There was not a shred of doubt about the affection on those young faces; even less doubt that it was returned. Here was no dysfunctional unit but a family bonded by the humour, teasing and loving concerns that characterise the very best of family relationships. Perhaps those who have no mercy upon the Prince of Wales might reflect upon the secondary agonies they inflict upon his children? Most especially, perhaps, Prince William. As he moves into adulthood his obligations as second in line to the Throne will become a greater part of his life. Having witnessed through childhood the malicious treatment of those he has loved most in the world, he would have good reason to look into the future with a heavy heart. It is a measure of the man he has become that he does not.

I wrote earlier of the “right to know”: and there is much the world does have a right to know about the Prince of Wales. They should know he founded his own charity, The Prince’s Trust, to help the least privileged in our society. They should know this is a consuming interest for him and that, as a result, many thousands of young people are helped annually to overcome hardship and achieve their ambitions. They should know the Prince is a redoubtable defender of our Armed Forces; that he has the courage to speak out for unfashionable causes; and that he speaks passionately in private for those who cannot speak for themselves.

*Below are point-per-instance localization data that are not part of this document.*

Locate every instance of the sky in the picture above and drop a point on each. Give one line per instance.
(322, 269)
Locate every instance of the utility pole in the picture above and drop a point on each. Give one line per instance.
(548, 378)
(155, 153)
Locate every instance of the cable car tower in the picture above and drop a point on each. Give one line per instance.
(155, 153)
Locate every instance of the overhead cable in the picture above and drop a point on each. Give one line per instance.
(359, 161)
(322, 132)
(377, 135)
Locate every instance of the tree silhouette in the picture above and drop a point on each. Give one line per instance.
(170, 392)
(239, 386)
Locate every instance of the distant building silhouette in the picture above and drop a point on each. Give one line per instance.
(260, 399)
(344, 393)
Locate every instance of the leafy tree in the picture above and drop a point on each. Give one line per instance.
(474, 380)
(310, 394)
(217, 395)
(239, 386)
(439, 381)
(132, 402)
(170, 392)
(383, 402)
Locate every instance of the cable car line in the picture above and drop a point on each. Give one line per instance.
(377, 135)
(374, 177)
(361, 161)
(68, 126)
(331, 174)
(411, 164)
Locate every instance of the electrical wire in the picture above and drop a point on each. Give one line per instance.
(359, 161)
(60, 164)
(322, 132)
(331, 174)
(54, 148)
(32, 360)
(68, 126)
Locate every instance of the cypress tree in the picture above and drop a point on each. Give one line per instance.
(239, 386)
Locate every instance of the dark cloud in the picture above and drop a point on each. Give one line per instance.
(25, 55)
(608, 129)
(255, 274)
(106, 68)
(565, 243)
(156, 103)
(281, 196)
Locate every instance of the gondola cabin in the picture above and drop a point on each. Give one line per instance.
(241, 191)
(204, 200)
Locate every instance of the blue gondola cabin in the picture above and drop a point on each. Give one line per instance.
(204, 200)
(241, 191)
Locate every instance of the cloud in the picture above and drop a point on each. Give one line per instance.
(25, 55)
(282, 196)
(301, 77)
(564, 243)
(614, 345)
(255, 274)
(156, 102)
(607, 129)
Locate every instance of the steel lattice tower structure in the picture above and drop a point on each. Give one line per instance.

Inside the public Prince is a private man, a sensitive man, a man who hopes for personal tranquillity. Despite a brave outward demeanour, he must have been wounded by recent publicity because – knowing it to be untrue – he will not understand why it has been given such currency. If that is too innocent, too naïve, for a man born to be King, then I much prefer such human vulnerability, to the knowing cynicism that so often masquerades as worldly wisdom.

One day, Prince Charles will be King: the most visible presence of our Monarchy and the symbol of our Country to the world. To pull him down with false testimony is not only profoundly unjust to the Prince of Wales as an individual, it is also a grave injustice to the interests of the institution of Monarchy and our Nation as a whole.